Supreme Court Begins Hearing Arguments Whether It Can Dissolve Marriages

A five-judge Constitution bench observed that under the Hindu Marriage Act, the divorce is based on fault theory but the irretrievable breakdown of the marriage could be a ground reality of the situation.

Supreme Court Begins Hearing Arguments Whether It Can Dissolve Marriages

The arguments will continue on dissolution of marriage on Thursday.

New Delhi:

The Supreme Court Wednesday commenced hearing arguments to decide broad parameters for exercising its vast powers under Article 142 of the Constitution to dissolve marriages between consenting couples without referring them to family courts.

It will also look at whether its sweeping powers under Article 142 are inhibited in any manner in a scenario where a marriage has irretrievably broken down but one of the parties is resisting divorce.

Article 142 of the Constitution deals with the enforcement of decrees and orders of the top court to provide "complete justice" in just about any case before it.

A five-judge Constitution bench headed by Justice S K Kaul observed that under the Hindu Marriage Act, the divorce is based on fault theory but the irretrievable breakdown of the marriage could be a ground reality of the situation.

In fault theory of divorce, one of the spouses requests the court that divorce be granted because of some fault of the other spouse.

"Two very good people may not be good partners," said the bench, which also comprised Justices Sanjiv Khanna, A S Oka, Vikram Nath, and J K Maheshwari.

"Sometimes we have come across cases where people have even lived together for a considerable period of time and then marriage breaks down," it said.

Senior advocate Indira Jaising, who is assisting the court as amicus curiae, said generally there are allegations and counter allegations when a divorce petition is filed.

On the issue of fault theory, Justice Kaul observed, "This is also, to my mind, very subjective.
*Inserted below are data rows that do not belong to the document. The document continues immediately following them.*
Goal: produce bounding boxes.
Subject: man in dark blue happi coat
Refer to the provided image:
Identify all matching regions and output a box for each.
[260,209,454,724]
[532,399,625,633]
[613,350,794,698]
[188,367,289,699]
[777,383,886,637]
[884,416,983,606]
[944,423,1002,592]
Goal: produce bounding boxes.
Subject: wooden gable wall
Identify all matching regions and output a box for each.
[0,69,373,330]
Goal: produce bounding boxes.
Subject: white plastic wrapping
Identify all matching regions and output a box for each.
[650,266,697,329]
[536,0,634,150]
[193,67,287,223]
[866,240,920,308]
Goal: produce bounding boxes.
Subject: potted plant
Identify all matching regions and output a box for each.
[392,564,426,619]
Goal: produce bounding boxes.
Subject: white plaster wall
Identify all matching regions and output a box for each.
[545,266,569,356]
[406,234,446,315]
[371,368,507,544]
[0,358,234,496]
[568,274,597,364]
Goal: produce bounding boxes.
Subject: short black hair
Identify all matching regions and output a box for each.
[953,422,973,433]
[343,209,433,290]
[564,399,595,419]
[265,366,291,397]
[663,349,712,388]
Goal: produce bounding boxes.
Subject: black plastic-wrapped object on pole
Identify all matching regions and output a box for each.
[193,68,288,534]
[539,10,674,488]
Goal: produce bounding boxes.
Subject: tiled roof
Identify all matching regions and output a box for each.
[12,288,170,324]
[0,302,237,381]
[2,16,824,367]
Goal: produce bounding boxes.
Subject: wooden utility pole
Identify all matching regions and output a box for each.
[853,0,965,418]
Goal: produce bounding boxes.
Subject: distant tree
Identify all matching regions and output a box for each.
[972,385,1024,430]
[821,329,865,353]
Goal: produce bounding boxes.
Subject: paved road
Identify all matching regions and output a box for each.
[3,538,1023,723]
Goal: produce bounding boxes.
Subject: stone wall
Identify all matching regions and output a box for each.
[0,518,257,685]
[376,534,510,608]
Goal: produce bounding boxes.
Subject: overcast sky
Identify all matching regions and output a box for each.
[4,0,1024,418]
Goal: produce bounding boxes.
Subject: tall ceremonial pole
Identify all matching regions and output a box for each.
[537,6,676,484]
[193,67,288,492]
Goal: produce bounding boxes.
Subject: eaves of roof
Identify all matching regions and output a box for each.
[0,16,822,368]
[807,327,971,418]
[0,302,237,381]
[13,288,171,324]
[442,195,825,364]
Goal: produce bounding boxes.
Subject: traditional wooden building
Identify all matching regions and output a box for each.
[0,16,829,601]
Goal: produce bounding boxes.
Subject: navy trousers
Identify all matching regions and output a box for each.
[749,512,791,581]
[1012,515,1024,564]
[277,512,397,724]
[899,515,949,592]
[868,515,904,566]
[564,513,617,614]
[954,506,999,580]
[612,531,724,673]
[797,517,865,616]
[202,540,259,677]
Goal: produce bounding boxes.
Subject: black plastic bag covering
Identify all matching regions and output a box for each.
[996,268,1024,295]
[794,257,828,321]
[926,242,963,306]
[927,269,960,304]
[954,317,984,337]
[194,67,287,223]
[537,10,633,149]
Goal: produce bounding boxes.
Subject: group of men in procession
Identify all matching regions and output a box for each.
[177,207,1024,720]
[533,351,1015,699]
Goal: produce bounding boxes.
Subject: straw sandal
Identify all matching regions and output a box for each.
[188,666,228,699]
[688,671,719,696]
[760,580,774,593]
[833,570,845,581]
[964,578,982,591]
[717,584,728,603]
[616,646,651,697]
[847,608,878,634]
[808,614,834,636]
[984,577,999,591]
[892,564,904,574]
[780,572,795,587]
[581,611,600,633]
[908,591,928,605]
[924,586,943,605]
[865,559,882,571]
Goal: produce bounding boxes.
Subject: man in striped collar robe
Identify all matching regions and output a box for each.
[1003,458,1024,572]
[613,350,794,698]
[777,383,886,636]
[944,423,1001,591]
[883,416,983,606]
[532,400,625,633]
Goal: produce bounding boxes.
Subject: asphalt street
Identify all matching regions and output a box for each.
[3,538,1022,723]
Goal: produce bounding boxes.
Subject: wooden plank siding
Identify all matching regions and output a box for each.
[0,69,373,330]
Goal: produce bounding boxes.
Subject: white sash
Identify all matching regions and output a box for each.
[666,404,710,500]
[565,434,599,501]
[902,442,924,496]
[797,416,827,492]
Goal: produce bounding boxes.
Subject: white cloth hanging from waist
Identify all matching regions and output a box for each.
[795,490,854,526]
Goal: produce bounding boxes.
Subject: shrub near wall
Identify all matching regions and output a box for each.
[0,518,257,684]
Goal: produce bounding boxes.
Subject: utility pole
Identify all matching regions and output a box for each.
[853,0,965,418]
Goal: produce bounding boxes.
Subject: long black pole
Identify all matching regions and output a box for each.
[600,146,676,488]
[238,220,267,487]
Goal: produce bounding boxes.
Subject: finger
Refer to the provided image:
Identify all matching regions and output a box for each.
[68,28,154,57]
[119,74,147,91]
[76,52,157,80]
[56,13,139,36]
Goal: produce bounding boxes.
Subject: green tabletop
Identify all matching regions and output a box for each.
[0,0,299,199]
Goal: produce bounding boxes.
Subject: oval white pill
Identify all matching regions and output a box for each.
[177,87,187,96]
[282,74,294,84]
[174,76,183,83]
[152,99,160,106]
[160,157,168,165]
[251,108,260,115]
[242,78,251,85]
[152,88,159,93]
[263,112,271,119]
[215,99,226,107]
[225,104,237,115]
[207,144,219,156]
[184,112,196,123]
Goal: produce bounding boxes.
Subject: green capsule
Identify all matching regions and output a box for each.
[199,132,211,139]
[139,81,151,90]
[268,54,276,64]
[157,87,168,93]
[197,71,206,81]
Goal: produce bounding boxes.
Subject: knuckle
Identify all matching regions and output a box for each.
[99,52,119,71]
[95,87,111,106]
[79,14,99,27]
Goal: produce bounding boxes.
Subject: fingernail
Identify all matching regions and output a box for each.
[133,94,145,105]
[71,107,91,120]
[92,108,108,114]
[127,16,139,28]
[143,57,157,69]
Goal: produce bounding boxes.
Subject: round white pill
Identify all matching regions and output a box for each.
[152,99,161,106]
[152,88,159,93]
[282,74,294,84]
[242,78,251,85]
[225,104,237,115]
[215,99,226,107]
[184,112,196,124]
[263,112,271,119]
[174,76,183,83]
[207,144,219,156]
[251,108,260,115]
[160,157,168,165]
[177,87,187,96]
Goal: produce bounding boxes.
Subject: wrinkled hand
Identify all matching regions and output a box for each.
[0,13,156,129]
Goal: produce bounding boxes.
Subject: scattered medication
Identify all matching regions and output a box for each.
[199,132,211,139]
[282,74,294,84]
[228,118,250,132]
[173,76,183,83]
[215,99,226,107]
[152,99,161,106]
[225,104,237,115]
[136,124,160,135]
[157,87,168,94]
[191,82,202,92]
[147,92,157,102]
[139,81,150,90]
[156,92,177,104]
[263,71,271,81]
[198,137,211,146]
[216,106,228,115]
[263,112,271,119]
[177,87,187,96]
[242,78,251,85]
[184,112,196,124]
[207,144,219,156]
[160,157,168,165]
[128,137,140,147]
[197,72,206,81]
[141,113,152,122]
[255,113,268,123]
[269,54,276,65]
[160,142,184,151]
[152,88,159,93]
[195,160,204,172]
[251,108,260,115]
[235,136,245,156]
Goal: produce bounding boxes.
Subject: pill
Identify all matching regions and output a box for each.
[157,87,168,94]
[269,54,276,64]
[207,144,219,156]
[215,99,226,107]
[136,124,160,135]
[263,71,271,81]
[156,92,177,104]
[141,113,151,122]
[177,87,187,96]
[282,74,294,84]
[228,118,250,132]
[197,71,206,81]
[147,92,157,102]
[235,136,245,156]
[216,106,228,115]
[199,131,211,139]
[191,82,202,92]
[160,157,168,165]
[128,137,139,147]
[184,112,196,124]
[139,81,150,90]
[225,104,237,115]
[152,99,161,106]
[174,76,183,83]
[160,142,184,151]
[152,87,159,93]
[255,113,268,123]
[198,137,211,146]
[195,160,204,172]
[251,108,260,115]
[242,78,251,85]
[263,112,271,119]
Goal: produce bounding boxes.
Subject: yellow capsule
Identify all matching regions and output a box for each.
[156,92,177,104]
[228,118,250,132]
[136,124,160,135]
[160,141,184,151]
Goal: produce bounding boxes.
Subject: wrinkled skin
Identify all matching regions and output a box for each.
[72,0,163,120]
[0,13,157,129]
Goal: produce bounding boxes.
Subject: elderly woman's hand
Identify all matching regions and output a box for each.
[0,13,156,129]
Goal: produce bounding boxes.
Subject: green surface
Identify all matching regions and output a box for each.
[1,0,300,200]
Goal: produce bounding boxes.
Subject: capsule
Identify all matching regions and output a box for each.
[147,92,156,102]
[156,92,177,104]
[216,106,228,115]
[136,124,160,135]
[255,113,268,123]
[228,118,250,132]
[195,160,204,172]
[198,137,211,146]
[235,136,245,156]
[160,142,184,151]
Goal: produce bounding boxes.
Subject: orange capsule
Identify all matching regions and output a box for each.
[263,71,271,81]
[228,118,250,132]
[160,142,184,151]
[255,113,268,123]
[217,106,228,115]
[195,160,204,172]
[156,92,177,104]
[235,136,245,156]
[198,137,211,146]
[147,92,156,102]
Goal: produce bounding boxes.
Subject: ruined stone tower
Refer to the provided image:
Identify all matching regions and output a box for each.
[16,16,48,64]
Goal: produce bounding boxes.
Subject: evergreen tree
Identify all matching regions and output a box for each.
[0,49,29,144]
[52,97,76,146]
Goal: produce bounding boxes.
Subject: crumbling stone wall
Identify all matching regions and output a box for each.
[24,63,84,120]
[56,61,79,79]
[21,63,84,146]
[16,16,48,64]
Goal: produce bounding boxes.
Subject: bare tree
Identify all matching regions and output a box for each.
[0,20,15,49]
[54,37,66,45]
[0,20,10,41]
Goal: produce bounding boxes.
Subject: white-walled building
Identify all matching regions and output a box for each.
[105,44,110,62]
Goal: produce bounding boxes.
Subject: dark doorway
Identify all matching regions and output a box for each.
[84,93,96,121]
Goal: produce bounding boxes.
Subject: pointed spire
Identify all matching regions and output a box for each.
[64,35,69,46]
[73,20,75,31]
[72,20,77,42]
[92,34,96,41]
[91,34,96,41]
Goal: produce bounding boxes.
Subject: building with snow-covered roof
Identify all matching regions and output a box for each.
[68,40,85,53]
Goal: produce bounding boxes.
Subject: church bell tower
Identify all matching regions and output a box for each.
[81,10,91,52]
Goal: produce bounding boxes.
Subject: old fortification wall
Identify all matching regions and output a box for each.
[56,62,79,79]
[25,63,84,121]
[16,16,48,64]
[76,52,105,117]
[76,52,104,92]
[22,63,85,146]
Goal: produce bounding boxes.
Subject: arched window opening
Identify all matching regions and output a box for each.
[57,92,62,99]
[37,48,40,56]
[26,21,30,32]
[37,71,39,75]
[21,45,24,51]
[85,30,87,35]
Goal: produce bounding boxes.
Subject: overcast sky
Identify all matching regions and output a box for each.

What is a fault theory?".

"See, somebody may say there are allegations made, she does not get up in the morning and give my parents tea. Is it a fault theory? You could have done the making of the tea better, maybe," he observed.

The bench observed a lot of disputes arise from the "social norm", where one thinks that the lady must do this or the gentleman must do this.

"And from there we attribute fault. This is another concern that I have that what we attribute is fault is not really a fault but it is understanding of a social norm (as to) how a particular thing ought to be done," Justice Kaul observed.

He said these norms are rapidly changing and this is the ground reality.

Ms Jaising noted that is why the top court had earlier held that public policy is not frozen in time. The bench wanted to know whether in a divorce proceeding must a fault be attributed to somebody. Justice Kaul said he has seen cases where the man was resisting divorce even when the woman did not want anything from him as she had a better capacity to earn and was in a better position.

The arguments will continue on Thursday.

Two questions, including whether the exercise of such jurisdiction by the SC under Article 142 should not be made at all or whether such exercise should be left to be determined in the facts of every case, were earlier referred to a constitution bench.

One of the questions, which has been referred, is -- what could be the broad parameters for the exercise of powers under Article 142 of the Constitution to dissolve a marriage between the consenting parties without referring the parties to the family court to wait for the mandatory period prescribed under section 13-B of the Hindu Marriage Act. On September 20, the top court had said, "We do believe that another question which would require consideration would be whether the power under Article 142 of the Constitution of India is inhibited in any manner in a scenario where there is an irretrievable breakdown of marriage in the opinion of the court but one of the parties is not consenting to the terms."